The Passionist Partners like most communities have a rite of passage. It’s spelled out in Appendix A of the Passionist Partners’ Handbook that can be found on the Passionists of Holy Cross Province Website. We in the Chicago Community have been looking for ways to attract younger members. I share this with you today in hopes of involving you in this search. Your community may already be successful at this. I know Ken of Nashville Community is a pro at this. Ken meets someone he thinks might be good and simply invites them to a meeting. I’ve seen him do it. It couldn’t be simpler or more direct, and for sure we can all do this even if we are not comfortable with this way at first. We can take the risk of being turned down.
Not downplaying this method, I wonder if there isn’t another type of invitation that would give us all the courage to do what Ken does? I wonder if we couldn’t find a ritual for doing this, a sort of rite of initiation that we incorporate into our regular meetings.
Of course good programming, picking topics of interest to our target audience and responsibly addressing them, is a ritual that is fundamental. We assure this of happening through our own continuing personal prayer, study and working together. If we do this consistently, I believe it should be easier to do as Ken does especially, if we have something we think would be of interest to our invitees. (Personally, I think topics that address where we see the living out of Jesus’ Passion today are particularly apropos, i.e. the types of things I have been presenting in this column).

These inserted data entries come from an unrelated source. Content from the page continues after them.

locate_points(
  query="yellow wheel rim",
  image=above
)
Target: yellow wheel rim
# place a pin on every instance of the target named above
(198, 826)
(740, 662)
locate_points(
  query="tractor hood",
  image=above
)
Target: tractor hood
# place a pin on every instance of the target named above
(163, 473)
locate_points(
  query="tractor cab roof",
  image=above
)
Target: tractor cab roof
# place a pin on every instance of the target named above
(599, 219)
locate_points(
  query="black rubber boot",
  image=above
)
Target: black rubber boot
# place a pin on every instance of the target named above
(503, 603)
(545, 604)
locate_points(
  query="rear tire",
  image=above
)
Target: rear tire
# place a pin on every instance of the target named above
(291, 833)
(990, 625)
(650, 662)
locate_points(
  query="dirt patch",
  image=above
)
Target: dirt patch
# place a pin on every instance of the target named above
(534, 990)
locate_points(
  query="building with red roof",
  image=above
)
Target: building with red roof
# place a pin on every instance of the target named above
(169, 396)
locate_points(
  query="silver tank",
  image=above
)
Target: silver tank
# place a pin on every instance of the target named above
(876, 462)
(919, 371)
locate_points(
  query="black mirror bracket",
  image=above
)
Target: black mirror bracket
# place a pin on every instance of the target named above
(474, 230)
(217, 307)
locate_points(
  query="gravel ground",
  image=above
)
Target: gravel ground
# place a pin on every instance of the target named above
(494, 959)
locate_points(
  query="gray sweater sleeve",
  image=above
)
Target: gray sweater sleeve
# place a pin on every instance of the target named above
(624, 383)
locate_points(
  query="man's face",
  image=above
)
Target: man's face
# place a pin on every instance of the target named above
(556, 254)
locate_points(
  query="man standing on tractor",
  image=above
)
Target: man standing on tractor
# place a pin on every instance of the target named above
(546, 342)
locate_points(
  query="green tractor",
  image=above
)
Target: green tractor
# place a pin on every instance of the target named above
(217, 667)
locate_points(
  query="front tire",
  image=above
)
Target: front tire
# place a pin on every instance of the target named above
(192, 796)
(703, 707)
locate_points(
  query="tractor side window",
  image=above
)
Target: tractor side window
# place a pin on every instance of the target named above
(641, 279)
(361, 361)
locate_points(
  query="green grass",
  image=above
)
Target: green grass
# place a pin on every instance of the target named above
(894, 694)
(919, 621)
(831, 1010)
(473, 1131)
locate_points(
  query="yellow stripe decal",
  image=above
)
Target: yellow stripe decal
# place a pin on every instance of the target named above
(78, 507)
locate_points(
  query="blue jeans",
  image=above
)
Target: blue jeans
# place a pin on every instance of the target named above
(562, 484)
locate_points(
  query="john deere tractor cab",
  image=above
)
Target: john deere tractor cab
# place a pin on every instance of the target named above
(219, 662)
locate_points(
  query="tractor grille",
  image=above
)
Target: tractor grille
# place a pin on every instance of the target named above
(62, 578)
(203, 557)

And now, to the point of this column today: once our invitee accepts and comes to a meeting, we need something to get him/her to return and to keep coming back, something to hook her. The story of Jesus’ Passion of course is what we’re all about. I’m wondering if we couldn’t incorporate some rite that speaks to us as well as to those we invite that clearly addresses our mission, the proclamation of Christ Crucified: something in the way we pray: something in the way we conduct our meeting. Maybe something as simple as having a crucifix at the center of our meeting, maybe with a candle or two and a particular prayer that we recite together, i.e. “May the Passion of Jesus Christ be always in our hearts.”
So these thoughts are simply meant to begin a discussion, not to say in any way: “This is what we need to do.” I hope you will feel safe to share your thoughts and reflections.